During the years I’ve been living in Brooklyn, I’ve seen Industry City, a massive waterfront complex in our borough’s Sunset Park neighborhood, undergo a tremendous metamorphosis.
What was formerly known as Bush Terminal, a center for shipping, warehousing and manufacturing, has transformed to a 35-acre urban campus of 16 buildings with maker spaces, galleries and offices . At 6 million square feet, it’s the largest multi-tenant property in the country.
It still has a way to go as far as food and entertainment, but there is much to come in the near future.
One of the biggest signs that Industry City had officially shifted gears is the exhibit of works by Dutch artist M.C. Escher.
I had heard about the exhibit and when I went to look up details, I was surprised to learned it was actually not at a museum, but rather Industry City.
Apparently, the location was a particularly apropos venue because Escher was not truly embraced by the art world in his lifetime.
With photo booths interspersed with the 200 works (the largest presentation of his works in the U.S), it’s clearly designed as an Instagram-ready destination.
But it gives great context to Escher’s work, in particular documenting his many travels through Europe.
Some background from the organizer:
Maurits Cornelis Escher (1898-1972) is world renowned for his enigmatic sketches and paradoxical designs executed with incredible detail and mathematic precision to create and construct worlds. He had a natural intuition for mathematical drawings and was captivated by repeating patterns of interlocking tessellations, and the paradoxical representations of infinity.
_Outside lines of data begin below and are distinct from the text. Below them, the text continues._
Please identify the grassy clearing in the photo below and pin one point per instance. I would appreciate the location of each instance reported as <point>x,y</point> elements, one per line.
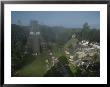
<point>36,68</point>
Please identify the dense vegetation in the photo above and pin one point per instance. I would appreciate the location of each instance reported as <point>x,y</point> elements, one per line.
<point>58,35</point>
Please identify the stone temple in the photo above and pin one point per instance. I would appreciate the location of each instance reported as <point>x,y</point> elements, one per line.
<point>34,40</point>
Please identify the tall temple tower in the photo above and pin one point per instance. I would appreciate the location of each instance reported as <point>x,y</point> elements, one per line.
<point>34,43</point>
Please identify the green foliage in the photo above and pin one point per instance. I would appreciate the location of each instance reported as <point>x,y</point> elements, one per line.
<point>63,60</point>
<point>92,35</point>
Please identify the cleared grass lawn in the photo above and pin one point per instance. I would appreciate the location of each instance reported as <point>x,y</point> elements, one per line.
<point>35,69</point>
<point>38,67</point>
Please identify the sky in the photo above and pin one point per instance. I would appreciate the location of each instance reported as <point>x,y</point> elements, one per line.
<point>69,19</point>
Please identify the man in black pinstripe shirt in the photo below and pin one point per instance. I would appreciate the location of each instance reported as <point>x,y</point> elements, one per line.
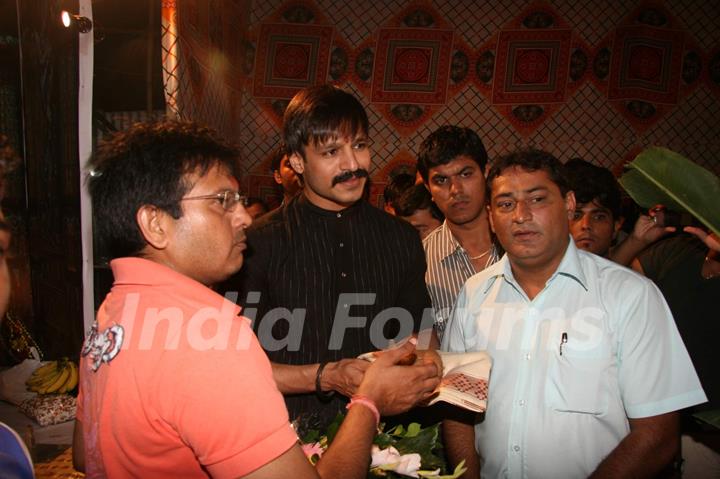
<point>328,276</point>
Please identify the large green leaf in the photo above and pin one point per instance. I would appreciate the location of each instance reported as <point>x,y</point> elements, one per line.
<point>661,176</point>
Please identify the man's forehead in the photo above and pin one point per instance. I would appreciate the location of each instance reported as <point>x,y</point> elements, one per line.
<point>454,166</point>
<point>338,138</point>
<point>592,206</point>
<point>516,179</point>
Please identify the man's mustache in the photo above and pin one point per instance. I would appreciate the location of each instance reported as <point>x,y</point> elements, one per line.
<point>347,175</point>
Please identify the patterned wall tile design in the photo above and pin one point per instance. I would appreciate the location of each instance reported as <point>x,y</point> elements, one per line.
<point>586,123</point>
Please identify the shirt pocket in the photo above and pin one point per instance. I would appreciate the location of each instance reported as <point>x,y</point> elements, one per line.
<point>577,382</point>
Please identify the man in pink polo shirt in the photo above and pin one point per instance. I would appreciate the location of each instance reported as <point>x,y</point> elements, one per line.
<point>173,381</point>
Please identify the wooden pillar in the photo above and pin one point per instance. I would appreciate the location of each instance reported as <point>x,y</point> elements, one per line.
<point>49,82</point>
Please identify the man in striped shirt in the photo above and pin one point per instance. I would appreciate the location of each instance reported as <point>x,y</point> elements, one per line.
<point>329,276</point>
<point>452,162</point>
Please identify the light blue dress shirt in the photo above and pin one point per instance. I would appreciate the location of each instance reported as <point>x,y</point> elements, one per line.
<point>597,345</point>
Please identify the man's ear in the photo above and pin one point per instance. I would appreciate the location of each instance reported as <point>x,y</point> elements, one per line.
<point>570,203</point>
<point>297,163</point>
<point>618,224</point>
<point>154,225</point>
<point>492,226</point>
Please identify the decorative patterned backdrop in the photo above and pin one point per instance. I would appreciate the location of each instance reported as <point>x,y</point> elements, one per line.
<point>599,80</point>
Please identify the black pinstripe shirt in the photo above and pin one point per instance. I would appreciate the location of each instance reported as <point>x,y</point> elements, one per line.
<point>333,275</point>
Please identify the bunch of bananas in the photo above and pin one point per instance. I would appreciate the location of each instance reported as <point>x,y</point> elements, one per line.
<point>54,377</point>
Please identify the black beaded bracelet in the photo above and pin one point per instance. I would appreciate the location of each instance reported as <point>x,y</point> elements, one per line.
<point>318,386</point>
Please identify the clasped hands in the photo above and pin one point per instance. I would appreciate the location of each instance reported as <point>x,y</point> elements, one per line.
<point>397,379</point>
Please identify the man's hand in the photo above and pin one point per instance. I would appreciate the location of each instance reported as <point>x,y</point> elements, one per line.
<point>646,231</point>
<point>344,376</point>
<point>395,389</point>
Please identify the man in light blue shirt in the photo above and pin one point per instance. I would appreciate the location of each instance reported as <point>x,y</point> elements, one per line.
<point>589,370</point>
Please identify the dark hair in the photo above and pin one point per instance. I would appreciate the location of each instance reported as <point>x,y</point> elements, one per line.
<point>147,165</point>
<point>447,143</point>
<point>254,200</point>
<point>398,184</point>
<point>8,160</point>
<point>277,156</point>
<point>317,114</point>
<point>591,182</point>
<point>417,197</point>
<point>530,160</point>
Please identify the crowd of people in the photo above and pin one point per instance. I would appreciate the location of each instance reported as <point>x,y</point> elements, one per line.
<point>226,321</point>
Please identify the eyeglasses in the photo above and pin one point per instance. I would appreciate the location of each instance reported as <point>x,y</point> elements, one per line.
<point>228,199</point>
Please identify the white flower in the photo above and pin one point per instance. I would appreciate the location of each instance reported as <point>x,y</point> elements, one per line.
<point>391,460</point>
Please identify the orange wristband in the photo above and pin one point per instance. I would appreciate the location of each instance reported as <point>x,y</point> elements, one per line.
<point>368,403</point>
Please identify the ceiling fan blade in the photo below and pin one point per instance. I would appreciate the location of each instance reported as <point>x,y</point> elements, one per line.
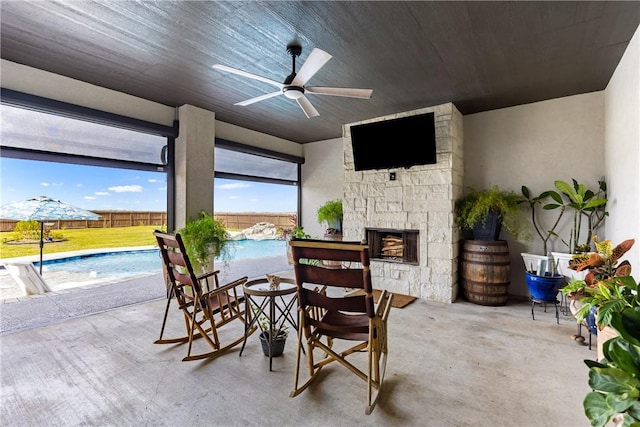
<point>316,60</point>
<point>258,98</point>
<point>309,110</point>
<point>246,74</point>
<point>340,91</point>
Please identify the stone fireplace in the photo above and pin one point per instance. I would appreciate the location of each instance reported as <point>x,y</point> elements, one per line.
<point>411,212</point>
<point>393,245</point>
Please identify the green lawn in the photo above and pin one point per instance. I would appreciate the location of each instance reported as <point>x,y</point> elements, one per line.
<point>87,238</point>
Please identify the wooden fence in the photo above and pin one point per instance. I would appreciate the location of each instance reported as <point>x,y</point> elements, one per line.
<point>109,219</point>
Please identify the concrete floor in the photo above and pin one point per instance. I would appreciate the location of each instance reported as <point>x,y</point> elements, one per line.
<point>456,364</point>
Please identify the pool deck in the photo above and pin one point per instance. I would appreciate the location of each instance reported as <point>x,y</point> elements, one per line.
<point>58,280</point>
<point>27,312</point>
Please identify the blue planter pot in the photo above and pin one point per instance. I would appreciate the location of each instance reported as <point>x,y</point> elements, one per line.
<point>544,288</point>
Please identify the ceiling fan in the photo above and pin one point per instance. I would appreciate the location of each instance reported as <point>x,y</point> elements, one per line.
<point>294,85</point>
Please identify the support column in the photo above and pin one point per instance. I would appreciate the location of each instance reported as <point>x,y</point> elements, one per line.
<point>194,163</point>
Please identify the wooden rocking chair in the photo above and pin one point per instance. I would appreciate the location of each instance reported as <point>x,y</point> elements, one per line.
<point>205,304</point>
<point>343,317</point>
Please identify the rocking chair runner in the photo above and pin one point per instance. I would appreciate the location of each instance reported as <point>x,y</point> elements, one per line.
<point>349,318</point>
<point>205,306</point>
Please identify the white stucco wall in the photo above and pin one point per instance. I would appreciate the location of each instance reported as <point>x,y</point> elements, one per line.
<point>29,80</point>
<point>622,151</point>
<point>534,145</point>
<point>322,177</point>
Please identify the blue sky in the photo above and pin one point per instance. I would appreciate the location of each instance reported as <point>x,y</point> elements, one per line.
<point>94,188</point>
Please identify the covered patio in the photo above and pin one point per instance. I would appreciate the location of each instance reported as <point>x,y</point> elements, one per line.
<point>450,364</point>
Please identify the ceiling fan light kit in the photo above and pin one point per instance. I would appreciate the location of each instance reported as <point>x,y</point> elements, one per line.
<point>294,85</point>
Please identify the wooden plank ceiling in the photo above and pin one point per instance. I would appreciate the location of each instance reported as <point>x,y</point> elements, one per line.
<point>478,55</point>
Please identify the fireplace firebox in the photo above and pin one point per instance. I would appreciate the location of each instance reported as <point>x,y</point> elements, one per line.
<point>386,244</point>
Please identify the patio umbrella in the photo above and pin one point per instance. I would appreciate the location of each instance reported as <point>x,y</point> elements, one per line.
<point>42,209</point>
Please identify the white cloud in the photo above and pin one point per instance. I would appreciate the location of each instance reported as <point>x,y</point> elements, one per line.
<point>233,186</point>
<point>126,189</point>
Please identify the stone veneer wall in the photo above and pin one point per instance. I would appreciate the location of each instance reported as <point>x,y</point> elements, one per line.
<point>422,197</point>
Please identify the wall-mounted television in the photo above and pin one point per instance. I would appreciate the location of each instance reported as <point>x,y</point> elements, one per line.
<point>395,143</point>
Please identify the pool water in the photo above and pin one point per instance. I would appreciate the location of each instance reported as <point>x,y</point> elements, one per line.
<point>129,263</point>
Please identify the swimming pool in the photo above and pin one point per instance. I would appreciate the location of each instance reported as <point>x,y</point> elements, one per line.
<point>132,263</point>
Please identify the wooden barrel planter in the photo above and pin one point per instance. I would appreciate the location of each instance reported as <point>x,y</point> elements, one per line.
<point>486,272</point>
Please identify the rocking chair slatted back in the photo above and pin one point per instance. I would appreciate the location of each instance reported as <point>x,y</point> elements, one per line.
<point>325,316</point>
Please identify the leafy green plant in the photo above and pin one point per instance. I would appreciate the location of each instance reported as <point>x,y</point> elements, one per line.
<point>331,213</point>
<point>586,204</point>
<point>474,207</point>
<point>610,291</point>
<point>615,379</point>
<point>608,286</point>
<point>298,232</point>
<point>205,237</point>
<point>538,201</point>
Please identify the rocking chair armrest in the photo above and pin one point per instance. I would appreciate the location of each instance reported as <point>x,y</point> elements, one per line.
<point>227,287</point>
<point>383,308</point>
<point>207,274</point>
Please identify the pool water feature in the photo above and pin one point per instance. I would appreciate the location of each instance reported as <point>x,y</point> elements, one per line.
<point>138,262</point>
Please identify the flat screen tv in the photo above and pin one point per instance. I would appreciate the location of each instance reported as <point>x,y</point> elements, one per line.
<point>395,143</point>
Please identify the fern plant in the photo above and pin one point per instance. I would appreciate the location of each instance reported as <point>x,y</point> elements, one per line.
<point>205,237</point>
<point>474,207</point>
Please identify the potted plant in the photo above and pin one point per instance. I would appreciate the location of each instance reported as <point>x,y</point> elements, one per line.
<point>331,214</point>
<point>485,212</point>
<point>296,232</point>
<point>205,237</point>
<point>542,276</point>
<point>612,295</point>
<point>585,204</point>
<point>615,379</point>
<point>574,198</point>
<point>485,267</point>
<point>267,331</point>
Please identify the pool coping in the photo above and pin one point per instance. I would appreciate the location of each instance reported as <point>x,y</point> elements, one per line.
<point>69,254</point>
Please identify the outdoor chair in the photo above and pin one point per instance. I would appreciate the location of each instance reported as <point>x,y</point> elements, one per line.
<point>205,305</point>
<point>338,317</point>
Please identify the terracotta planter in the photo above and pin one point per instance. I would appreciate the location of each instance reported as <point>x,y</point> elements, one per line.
<point>278,344</point>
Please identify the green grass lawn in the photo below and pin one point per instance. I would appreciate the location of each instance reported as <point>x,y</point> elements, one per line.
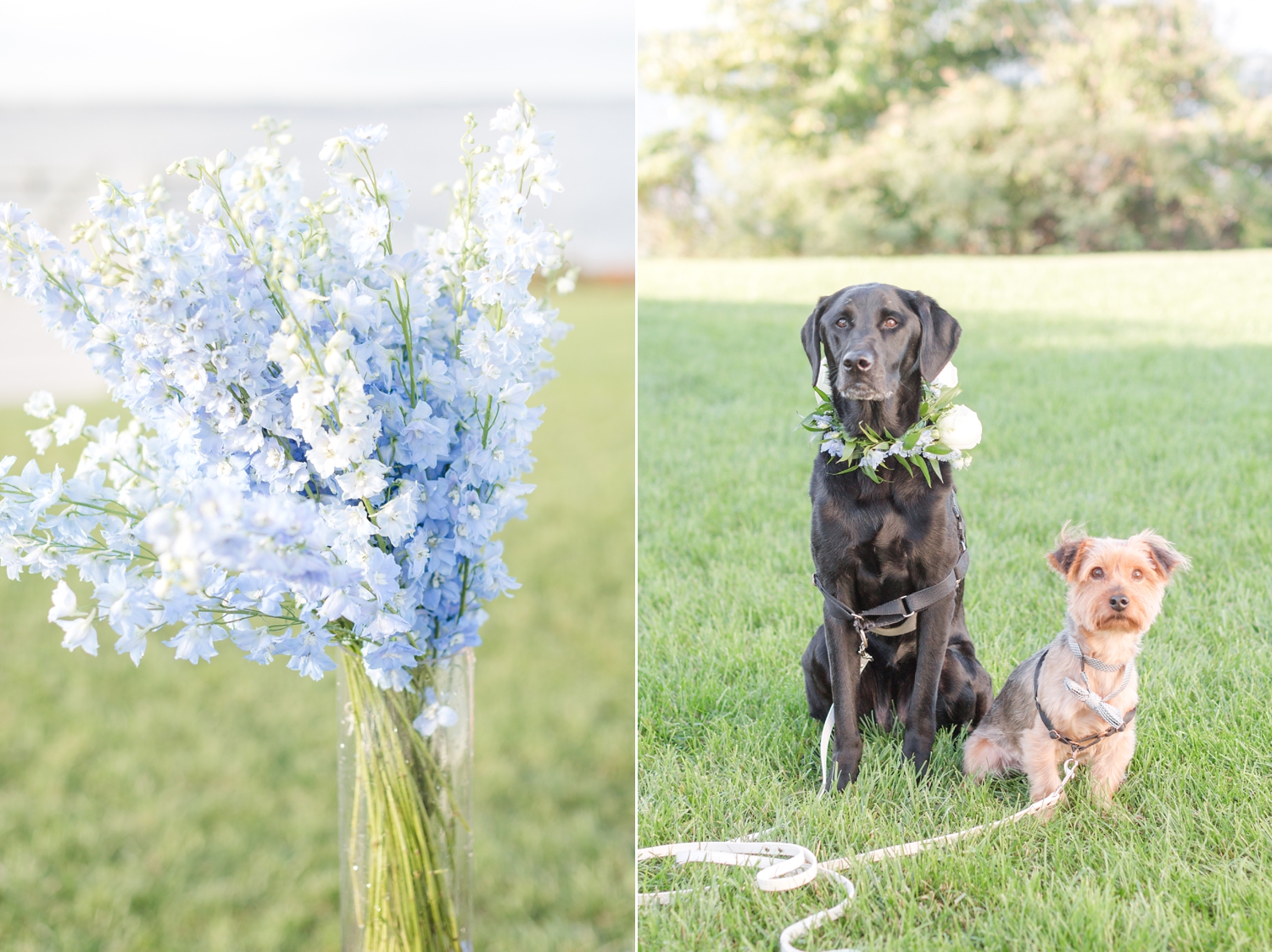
<point>1116,391</point>
<point>178,807</point>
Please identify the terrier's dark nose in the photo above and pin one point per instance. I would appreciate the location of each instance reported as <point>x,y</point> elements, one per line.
<point>857,360</point>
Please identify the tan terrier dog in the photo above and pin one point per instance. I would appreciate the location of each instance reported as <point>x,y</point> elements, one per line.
<point>1078,695</point>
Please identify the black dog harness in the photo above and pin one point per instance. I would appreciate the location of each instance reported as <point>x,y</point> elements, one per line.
<point>1080,743</point>
<point>892,616</point>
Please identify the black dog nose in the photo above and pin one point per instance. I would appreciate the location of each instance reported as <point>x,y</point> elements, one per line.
<point>857,360</point>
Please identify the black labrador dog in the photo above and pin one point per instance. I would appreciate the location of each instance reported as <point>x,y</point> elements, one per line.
<point>878,542</point>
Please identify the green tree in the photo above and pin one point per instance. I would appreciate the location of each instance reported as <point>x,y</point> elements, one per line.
<point>1098,126</point>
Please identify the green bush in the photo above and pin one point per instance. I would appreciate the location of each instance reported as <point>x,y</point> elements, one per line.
<point>1040,126</point>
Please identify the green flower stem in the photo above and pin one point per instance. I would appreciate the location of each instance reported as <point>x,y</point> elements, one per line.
<point>404,827</point>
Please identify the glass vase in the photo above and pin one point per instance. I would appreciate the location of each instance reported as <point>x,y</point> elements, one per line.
<point>404,806</point>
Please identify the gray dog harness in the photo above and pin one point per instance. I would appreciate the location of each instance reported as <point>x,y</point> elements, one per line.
<point>897,616</point>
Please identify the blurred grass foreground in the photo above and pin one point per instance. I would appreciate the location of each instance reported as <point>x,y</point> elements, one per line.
<point>178,807</point>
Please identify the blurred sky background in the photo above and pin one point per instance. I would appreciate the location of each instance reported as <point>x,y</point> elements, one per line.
<point>1244,25</point>
<point>125,88</point>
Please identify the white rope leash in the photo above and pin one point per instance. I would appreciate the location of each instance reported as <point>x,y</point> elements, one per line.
<point>799,866</point>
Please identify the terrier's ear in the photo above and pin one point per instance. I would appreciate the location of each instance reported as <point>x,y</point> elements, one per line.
<point>812,337</point>
<point>940,333</point>
<point>1165,557</point>
<point>1068,555</point>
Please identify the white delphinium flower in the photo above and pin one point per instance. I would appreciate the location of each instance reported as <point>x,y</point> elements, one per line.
<point>41,404</point>
<point>64,603</point>
<point>79,634</point>
<point>69,427</point>
<point>870,459</point>
<point>326,430</point>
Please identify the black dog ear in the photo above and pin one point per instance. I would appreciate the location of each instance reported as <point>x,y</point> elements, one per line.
<point>812,337</point>
<point>940,333</point>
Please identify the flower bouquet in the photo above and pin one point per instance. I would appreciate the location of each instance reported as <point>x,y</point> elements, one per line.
<point>325,432</point>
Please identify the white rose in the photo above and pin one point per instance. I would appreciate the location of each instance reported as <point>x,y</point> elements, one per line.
<point>959,429</point>
<point>946,379</point>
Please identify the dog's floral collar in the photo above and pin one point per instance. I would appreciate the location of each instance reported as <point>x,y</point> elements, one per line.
<point>944,432</point>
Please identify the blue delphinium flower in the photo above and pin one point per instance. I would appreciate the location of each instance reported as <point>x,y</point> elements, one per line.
<point>326,429</point>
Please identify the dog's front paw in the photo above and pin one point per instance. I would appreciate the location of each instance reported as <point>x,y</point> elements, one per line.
<point>841,776</point>
<point>918,753</point>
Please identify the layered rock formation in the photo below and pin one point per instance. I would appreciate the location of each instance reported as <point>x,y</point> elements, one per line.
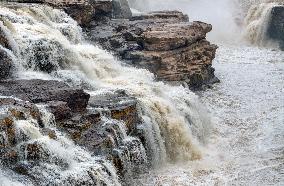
<point>94,124</point>
<point>276,25</point>
<point>165,43</point>
<point>36,114</point>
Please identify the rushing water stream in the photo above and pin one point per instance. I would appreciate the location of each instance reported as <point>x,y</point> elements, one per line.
<point>246,145</point>
<point>248,107</point>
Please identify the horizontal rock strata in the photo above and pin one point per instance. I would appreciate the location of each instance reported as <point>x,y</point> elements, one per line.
<point>163,42</point>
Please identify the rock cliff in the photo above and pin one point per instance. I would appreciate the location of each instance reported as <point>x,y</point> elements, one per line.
<point>164,42</point>
<point>276,25</point>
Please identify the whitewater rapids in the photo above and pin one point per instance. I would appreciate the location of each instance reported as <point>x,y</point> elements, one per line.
<point>247,147</point>
<point>44,39</point>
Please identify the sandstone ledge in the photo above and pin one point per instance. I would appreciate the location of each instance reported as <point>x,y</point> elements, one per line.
<point>163,42</point>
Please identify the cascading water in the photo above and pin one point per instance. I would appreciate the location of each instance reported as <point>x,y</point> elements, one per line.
<point>246,147</point>
<point>48,44</point>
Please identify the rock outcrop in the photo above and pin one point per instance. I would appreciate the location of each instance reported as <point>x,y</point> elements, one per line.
<point>97,123</point>
<point>6,64</point>
<point>276,25</point>
<point>42,91</point>
<point>163,42</point>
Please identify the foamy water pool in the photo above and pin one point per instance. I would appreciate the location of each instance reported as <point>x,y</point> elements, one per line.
<point>247,107</point>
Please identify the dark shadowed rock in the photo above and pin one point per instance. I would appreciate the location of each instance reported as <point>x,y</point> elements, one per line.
<point>276,25</point>
<point>3,39</point>
<point>42,91</point>
<point>82,13</point>
<point>60,110</point>
<point>163,42</point>
<point>121,9</point>
<point>6,63</point>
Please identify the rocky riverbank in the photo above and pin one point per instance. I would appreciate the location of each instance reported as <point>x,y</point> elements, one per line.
<point>42,120</point>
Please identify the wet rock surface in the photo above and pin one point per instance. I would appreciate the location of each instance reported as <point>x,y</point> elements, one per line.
<point>6,64</point>
<point>276,25</point>
<point>42,91</point>
<point>163,42</point>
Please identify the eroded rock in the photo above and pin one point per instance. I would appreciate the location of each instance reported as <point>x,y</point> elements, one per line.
<point>163,42</point>
<point>6,64</point>
<point>42,91</point>
<point>276,25</point>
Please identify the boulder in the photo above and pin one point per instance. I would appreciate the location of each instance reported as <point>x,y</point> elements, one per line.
<point>163,42</point>
<point>43,91</point>
<point>82,13</point>
<point>276,25</point>
<point>3,38</point>
<point>121,9</point>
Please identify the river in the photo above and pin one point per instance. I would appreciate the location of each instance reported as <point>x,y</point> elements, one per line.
<point>247,107</point>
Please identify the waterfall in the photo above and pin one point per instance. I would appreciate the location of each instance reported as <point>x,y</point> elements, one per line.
<point>48,44</point>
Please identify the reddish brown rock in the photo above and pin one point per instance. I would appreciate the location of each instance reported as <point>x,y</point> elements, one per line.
<point>165,43</point>
<point>43,91</point>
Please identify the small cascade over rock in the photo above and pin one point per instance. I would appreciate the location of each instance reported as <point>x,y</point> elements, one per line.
<point>64,135</point>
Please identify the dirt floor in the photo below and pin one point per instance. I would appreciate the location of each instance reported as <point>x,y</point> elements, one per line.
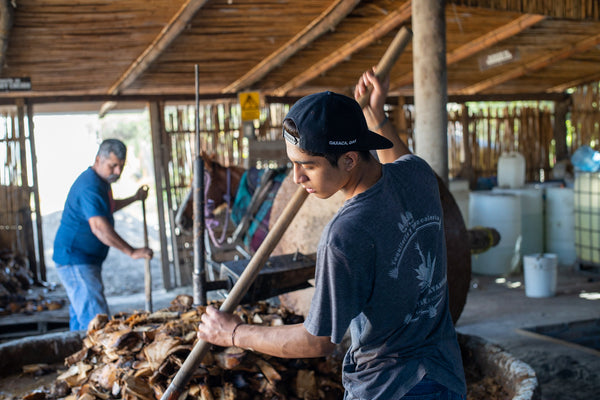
<point>496,310</point>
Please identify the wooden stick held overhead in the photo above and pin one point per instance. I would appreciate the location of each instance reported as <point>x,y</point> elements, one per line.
<point>264,251</point>
<point>388,60</point>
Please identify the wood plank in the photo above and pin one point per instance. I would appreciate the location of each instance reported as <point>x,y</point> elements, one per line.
<point>158,45</point>
<point>533,66</point>
<point>398,16</point>
<point>481,43</point>
<point>328,20</point>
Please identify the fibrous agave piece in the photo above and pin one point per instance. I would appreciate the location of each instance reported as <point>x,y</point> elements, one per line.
<point>138,387</point>
<point>104,376</point>
<point>76,374</point>
<point>162,316</point>
<point>158,351</point>
<point>268,371</point>
<point>227,392</point>
<point>78,356</point>
<point>97,323</point>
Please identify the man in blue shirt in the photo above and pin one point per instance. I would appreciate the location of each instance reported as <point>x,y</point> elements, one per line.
<point>87,231</point>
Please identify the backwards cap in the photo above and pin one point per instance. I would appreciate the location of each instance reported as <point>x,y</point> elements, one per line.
<point>328,123</point>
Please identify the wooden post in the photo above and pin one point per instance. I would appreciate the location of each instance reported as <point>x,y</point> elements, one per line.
<point>25,207</point>
<point>560,128</point>
<point>429,66</point>
<point>467,167</point>
<point>155,127</point>
<point>36,195</point>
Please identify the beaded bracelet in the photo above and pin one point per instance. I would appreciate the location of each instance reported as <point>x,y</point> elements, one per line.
<point>381,124</point>
<point>233,333</point>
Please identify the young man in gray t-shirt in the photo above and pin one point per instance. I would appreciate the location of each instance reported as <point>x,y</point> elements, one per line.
<point>381,261</point>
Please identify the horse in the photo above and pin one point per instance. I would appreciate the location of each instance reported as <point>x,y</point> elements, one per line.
<point>220,187</point>
<point>250,211</point>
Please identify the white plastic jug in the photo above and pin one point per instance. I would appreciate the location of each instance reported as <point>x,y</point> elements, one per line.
<point>540,272</point>
<point>511,170</point>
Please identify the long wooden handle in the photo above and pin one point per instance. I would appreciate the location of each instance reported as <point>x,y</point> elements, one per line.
<point>389,58</point>
<point>147,270</point>
<point>238,291</point>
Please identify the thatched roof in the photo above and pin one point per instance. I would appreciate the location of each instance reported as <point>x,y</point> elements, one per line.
<point>90,49</point>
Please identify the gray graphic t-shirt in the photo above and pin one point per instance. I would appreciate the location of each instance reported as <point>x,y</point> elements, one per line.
<point>381,271</point>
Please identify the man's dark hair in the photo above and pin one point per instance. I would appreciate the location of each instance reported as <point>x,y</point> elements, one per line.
<point>332,157</point>
<point>114,146</point>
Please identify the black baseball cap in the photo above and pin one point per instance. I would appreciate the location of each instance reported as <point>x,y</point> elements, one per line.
<point>329,122</point>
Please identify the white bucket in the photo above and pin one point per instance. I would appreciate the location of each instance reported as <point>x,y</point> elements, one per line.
<point>540,272</point>
<point>501,211</point>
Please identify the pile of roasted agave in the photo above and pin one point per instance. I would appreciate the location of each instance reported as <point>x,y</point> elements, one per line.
<point>136,356</point>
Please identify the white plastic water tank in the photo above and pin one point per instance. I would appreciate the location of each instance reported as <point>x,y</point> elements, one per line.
<point>501,211</point>
<point>587,217</point>
<point>511,170</point>
<point>560,224</point>
<point>532,217</point>
<point>460,191</point>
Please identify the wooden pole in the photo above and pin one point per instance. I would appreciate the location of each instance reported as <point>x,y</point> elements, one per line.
<point>36,196</point>
<point>237,293</point>
<point>429,66</point>
<point>199,275</point>
<point>155,126</point>
<point>147,269</point>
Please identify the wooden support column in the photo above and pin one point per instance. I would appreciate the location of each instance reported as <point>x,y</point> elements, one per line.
<point>560,129</point>
<point>467,167</point>
<point>159,174</point>
<point>429,65</point>
<point>24,210</point>
<point>36,196</point>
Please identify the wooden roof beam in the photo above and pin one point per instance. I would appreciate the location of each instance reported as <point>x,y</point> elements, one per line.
<point>166,36</point>
<point>533,66</point>
<point>395,18</point>
<point>489,39</point>
<point>574,83</point>
<point>330,18</point>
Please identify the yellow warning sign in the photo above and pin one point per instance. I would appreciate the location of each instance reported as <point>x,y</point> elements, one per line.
<point>250,103</point>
Exploring the intersection between art, mathematics scient and pottery, Escher’s works have fascinated and astounded generations of artist architects, mathematicians, musicians and designers alike.
Some of my favorite parts:
Section 1: Early period and Italy which showed his Art Nouveau pieces. It also took a deep dive into his close relationship with Italy, where Escher spent many years of his life (1921 to 1935), including extended time in Calabria, where my family hails from.
Section 2: Tessellation which encompassed his second visit to Alhambra and Cordoba in 1936. It was a turning point in his artistic development, and he began a deep study of the patterns used Moorish palaces.
I particularly enjoyed the Moorish tiles and woodcuts, probably due to my love of geometric patterns. I did not find the snakes and similar imagery particularly appealing).
Section 5 - The Geometric Paradoxes were quite intriguing, and the interactive photo booth helped demonstrate how the perspective works. Not only was Mathematics a strong influence in Escher’s work, some of his image led to a dialogue with the science world that continued past his death.
Section 7 – Eschermania. I really like how the exhibit culminated in a display of the many other applications of Escher’s style. Seeing it on such a broad range of items — gift boxes, postage stamps, greeting cards, comics, cartoons, TV ads and films — really showed the impact Escher’s iconic work has on popular culture through history and continues to the presetnt.
Of course, my husband’s favorite part was the album covers, where he proudly commented that his version of Mott the Hoople (from Escher’s Reptiles in 1943) was in much better condition that the one on display.
The exhibit, which has been extended a couple times, runs through the end of March at Industry City, 34 34th Street, Building 6 in Brooklyn. Closest subways are the D, N or R to 36th Street.